Another important benefit of the approach is that it removes the "free vs member" debate completely
The author is free to choose style (sans "free" functions, must be prefixed by T::) and the user is free to implement outside the class, no matter the style.
This is the best compromise we can make.


--- Examples --- 

Example swap

namespace std {
struct concept object {
  static void swap(object& a, object& b) {
    auto tmp = std::move(a);
    a =  std::move(b);
    b =  std::move(tmp);
  }
  
  // object might have other fundamental implementations
};
} // std

class MyObject {
  ...
  void swap();
};

MyObject : std::object {
  static void swap(MyObject& a,  MyObject& b) { a.swap(b); }
};

// --- Usage

MyObject a,b;
std::object::swap(a, b); //< will use  MyObject  IMPLEMENTATION (with fallback)

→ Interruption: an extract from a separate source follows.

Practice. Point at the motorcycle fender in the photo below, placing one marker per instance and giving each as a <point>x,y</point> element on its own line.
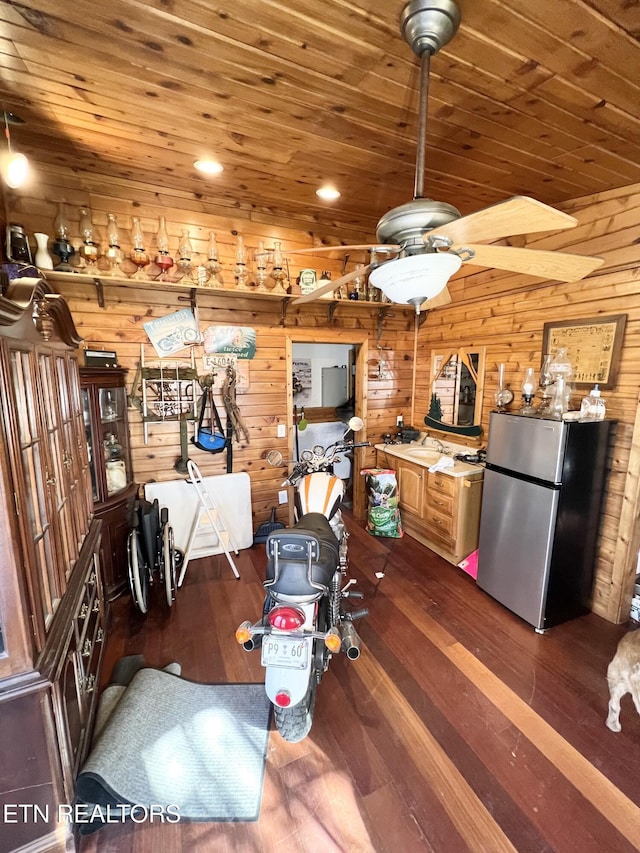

template<class T>  //< *note*, does not NEED to say object T!!! 
void func(T& a, T& b) {
  std::object::swap(a,b); //< will use T IMPLEMENTATION (with fallback)
}

Example hash

namespace std {
struct concept object {
  size_t hash() const; //< no default implementation
  
  // object might have other fundamental implementations
};

// provide impl for integers

template<std::integral T>
T : object {
  size_t hash() const {
    ...
  }
  // other object functions if needed, or leave to default
};

} // std

class MyObject {
    int row;
    int col;
};

MyObject : std::object {
  size_t hash() const {
    std::size_t h1 = row.std::object::hash();
    std::size_t h2 = col.std::object::hash();

    return h1 ^ (h2 << 1);
  }
};


If we want, we can provide a convenient wrapper

namespace std {
...
inline const auto hash = [](const object auto& o) { return o.hash(); };
}

// User code

int main() {

  int i;

  std::hash(i); //< will call DEFAULT impl

  MyObject o;

  std::hash(o); //< will call MyObject IMPLEMENTATION

  return 0;
}

--- Future direction ---

Concept classes, much like other classes could have virtual functions. This allows us to have classes usabe with both static and dynamic polymorphism, with the same interface. 

struct concept Shape {
  ..
  virtual coords_t width();
  virtual coords_t height();
  ...
}

struct Triangle : Shape {
  ...
  coords_t width() override;
  coords_t height() override;
}

void use_statically(Shape auto& sh);

void use_dynamically(Shape& sh);

Of course, all the limitations of abstract classes apply (if used via type-erased interface) - no associated types, no static functions and constants can not be overridden, no impl outside class, etc etc. 
Still, if one needs type erasure at some point, this is a better option to have than inviting another abstract base class that does the same thing. Also, this way classes, which initially used dynamic dispatch only, can be migrated to a static one.
Implementation outside class is not proposed - this is a normal abstract base class subclassing + the possibility to use it as a concept constraint.